When it doesn’t apply

  • When the cheap path’s overhead exceeds its savings — if the cheap path is expensive to run relative to what it saves (e.g., the classifier is nearly as slow as the expensive call), the cascade doesn’t pay off. This is a calibration check, not a failure of the form.
  • When there’s no meaningful cost differential — if the cheap and expensive paths have similar latency and cost, cost-cascade adds complexity without benefit.
  • When the common case requires the expensive path — if most cases are “hard” (the cheap path rarely handles them), the cascade reduces to “always use the expensive path with an extra round-trip overhead.”
  • When the quality differential matters more than the cost — sometimes you want the expensive path’s quality even on easy cases (e.g., for consistency or auditability). Cost-cascade trades quality uniformity for cost savings.

Sources

  • MAC/FAC model (Gentner et al.) — the two-stage retrieval architecture is the canonical cog-sci instance.
  • Ensemble methods in ML: cheap weak classifier + expensive strong classifier, with the weak classifier as a filter.
  • API tiering patterns in cloud services: free tier → paid tier escalation on quota.
  • Named “cost-cascade” in analogy-project design work; the pattern was identified as distinct from rivals-into-router during the conversation that coined it.

Canonical exemplars from corpus (T2 2026-05-17)

Caveat — very low corpus support. Only 3 backfill-only matches at score ≥ 2; the name cost-cascade was coined late (2026-05-17 analogy-project design work) and hasn’t yet propagated into the corpus prose at scale. The form’s shape — cheap-first then expensive-fallback — is widespread in the corpus (LLM-extractor pipelines, ranking systems, source-routing) but expressed via domain vocabulary rather than the bundle’s name. Exemplars below illustrate the shape; richer instances will accumulate as the name is used.

  • Shell A (Gemini Flash) already doing the cheap extraction step (cwd: campconnect, 2026-04-25): “The existing pipeline/src/extractors/generic-llm/ (Shell A) already calls Gemini Flash via the pipeline/src/llm/ wrapper — so ‘outsource extraction to Gemini’ is what we’re already doing for the actual data work.
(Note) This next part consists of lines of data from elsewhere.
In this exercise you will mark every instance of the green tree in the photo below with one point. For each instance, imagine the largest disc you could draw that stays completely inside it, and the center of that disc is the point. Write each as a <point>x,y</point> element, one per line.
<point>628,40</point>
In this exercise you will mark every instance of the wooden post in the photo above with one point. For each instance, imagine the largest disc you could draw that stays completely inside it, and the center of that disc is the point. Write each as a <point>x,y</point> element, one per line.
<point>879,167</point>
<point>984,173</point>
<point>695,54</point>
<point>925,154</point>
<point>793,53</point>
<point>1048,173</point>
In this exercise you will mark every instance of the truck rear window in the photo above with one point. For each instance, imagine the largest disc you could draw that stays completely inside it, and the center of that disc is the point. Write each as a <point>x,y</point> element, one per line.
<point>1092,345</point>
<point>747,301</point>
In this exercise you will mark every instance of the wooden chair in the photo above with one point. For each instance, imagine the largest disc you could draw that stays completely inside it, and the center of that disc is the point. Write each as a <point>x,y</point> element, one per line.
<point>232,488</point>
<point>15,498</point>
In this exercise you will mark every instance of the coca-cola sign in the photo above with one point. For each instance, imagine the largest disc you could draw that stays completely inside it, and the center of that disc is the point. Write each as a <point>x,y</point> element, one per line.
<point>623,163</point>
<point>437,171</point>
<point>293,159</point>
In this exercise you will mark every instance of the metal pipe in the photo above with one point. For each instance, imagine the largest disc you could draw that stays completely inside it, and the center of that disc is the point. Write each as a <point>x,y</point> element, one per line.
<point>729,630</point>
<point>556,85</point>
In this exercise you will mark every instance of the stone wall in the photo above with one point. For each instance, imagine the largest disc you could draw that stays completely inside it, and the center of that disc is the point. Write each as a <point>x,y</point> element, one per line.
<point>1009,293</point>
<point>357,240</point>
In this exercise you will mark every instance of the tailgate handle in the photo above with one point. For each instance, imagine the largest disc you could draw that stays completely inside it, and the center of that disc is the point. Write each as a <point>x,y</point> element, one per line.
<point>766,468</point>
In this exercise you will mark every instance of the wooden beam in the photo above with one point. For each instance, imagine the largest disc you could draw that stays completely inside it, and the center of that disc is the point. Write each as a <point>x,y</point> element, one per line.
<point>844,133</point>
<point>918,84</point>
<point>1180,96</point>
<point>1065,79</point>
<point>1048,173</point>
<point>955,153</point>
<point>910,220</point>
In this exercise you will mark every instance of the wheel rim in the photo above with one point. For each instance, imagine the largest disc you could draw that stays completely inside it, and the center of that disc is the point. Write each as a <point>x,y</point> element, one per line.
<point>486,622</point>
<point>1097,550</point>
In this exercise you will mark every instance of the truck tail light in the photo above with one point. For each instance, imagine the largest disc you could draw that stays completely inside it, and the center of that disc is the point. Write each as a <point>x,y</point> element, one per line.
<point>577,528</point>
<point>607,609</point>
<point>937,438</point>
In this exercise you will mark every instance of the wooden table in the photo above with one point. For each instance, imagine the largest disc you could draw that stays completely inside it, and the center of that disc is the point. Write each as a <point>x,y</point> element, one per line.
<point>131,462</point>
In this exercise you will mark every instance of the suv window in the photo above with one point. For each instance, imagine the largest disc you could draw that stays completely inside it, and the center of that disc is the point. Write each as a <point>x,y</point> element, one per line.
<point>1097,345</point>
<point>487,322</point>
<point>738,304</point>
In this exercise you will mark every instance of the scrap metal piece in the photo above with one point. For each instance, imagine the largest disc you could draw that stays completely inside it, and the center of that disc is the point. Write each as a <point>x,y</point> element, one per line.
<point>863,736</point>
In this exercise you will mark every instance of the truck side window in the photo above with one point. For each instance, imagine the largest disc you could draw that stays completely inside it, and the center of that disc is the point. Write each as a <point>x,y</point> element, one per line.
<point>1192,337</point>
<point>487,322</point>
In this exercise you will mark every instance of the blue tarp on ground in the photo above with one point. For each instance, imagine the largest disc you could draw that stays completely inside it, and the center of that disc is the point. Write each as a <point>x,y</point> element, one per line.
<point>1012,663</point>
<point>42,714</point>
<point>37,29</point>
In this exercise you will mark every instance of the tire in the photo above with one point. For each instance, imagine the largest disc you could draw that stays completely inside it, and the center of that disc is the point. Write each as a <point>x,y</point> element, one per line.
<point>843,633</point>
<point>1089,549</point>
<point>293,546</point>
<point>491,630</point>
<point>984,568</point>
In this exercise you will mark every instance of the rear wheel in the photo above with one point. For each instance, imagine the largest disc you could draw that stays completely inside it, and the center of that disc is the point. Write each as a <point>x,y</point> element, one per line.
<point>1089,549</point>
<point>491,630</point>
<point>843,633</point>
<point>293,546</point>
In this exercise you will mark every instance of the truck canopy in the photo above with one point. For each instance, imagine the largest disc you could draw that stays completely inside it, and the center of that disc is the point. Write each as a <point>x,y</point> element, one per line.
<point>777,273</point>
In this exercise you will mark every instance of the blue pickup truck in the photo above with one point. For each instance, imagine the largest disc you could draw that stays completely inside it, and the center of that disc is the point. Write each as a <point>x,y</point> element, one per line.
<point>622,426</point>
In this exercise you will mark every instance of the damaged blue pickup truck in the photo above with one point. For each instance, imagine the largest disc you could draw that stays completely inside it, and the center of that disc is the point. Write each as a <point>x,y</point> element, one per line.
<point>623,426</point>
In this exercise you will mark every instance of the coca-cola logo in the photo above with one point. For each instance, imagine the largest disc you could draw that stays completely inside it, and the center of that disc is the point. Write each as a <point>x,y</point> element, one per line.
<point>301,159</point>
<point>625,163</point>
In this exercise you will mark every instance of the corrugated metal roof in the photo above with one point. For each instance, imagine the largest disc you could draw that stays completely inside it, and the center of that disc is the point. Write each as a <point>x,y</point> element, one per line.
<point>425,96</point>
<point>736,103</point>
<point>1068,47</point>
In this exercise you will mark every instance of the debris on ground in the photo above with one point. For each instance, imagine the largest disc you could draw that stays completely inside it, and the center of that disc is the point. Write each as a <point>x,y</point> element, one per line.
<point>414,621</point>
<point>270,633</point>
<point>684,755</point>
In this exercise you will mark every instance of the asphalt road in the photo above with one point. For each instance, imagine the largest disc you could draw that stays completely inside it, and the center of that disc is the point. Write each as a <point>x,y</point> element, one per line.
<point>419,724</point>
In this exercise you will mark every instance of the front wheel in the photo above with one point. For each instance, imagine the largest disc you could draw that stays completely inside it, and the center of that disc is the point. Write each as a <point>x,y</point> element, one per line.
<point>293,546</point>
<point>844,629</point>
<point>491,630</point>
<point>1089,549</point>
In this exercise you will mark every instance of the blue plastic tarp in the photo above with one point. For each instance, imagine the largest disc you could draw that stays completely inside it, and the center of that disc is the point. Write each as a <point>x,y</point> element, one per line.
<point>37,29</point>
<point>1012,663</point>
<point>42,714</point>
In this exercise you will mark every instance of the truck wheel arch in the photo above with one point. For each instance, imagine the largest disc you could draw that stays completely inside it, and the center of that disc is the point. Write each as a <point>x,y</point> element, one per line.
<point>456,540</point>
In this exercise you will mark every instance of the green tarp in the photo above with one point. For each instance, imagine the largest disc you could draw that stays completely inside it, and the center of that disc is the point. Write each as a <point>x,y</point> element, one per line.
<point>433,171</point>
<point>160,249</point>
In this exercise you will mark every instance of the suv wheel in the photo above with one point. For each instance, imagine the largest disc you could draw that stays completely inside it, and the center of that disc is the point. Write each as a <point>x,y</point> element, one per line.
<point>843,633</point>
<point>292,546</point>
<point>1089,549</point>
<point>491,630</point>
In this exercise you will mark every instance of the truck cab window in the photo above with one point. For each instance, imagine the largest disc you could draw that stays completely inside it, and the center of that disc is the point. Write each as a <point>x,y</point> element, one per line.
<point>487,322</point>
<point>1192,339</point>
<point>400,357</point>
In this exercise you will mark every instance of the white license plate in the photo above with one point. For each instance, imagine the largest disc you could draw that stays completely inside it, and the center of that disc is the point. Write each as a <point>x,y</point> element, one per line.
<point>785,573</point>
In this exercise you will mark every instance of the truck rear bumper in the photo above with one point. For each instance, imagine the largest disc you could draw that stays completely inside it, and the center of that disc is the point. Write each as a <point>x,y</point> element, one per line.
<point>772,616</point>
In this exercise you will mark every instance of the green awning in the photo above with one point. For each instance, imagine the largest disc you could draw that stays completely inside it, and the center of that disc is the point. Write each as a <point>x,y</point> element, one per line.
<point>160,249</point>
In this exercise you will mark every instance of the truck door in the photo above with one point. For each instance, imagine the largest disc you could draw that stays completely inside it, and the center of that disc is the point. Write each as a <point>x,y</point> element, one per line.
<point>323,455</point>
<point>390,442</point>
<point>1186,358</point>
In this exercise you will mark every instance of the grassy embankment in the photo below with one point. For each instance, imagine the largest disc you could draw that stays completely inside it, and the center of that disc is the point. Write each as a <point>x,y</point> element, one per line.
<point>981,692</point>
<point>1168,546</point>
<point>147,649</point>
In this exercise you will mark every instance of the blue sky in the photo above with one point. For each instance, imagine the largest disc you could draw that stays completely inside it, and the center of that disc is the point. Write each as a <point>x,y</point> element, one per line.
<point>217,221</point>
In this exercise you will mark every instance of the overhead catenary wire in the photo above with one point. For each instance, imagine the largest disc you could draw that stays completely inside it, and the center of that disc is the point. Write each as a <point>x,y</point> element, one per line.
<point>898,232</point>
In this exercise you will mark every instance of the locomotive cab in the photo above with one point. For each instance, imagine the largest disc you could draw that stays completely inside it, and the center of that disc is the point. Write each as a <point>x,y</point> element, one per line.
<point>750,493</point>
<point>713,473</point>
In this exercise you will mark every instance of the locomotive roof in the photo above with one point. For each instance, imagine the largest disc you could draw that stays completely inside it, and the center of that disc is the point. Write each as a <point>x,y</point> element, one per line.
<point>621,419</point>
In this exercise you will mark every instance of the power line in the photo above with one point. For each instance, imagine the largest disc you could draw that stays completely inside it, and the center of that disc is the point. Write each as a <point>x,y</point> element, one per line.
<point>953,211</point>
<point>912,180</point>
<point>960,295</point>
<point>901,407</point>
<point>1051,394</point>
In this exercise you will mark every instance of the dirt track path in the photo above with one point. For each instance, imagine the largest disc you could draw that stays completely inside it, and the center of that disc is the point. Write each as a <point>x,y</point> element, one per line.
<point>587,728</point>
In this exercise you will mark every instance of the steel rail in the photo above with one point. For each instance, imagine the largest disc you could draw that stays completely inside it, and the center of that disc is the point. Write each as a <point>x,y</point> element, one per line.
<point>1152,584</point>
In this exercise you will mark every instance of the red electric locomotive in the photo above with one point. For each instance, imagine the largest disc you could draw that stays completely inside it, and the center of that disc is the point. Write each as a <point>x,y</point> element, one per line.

EA is a one-shot Q&A pattern… poorly suited for high-throughput crawling.” — cost-cascade shape in production: Flash for the common-path extraction; EA / Pro reserved for harder cases.
  • Defensive/offensive symmetry — content density as bidirectional ranking signal (cwd: campconnect, 2026-05-03): “This is a textbook case of defensive/offensive symmetry in a ranking system. Content density was added as an offensive lever (boost weak-but-content-rich candidates) but never wired up as a defensive lever (penalize keyword-rich-but-content-empty candidates). The fix is making the same signal work in both directions.” — cost-cascade-adjacent: a ranking pipeline where cheap signals filter what reaches the expensive ranker; the insight is that the cheap signal needs to fire both directions.
  • Two-PR strategy was wrong — cherry-pick combined (cwd: campconnect, 2026-05-10, task-notification): “Two-PR strategy was wrong for this work… The design doc and the code that fulfills (part of) it are coupled enough that splitting them creates merge-order tension.” — not a literal cost-cascade but the same family-of-thinking: when separating stages creates downstream cost, combine them.

Trigger pattern (T2): Cost-cascade surfaces when the user proposes a multi-tier system or expresses a cost/budget concern, OR when the agent notices a single expensive operation handling work a cheap filter could handle most of. Caveat: with n=3 and a recently-coined name, the trigger pattern is mostly anticipated from the catalog’s MAC/FAC + Gemini Flash → Pro + ensemble ML lineage rather than empirically validated in corpus prose. Expect this exemplar set to thicken as the name propagates.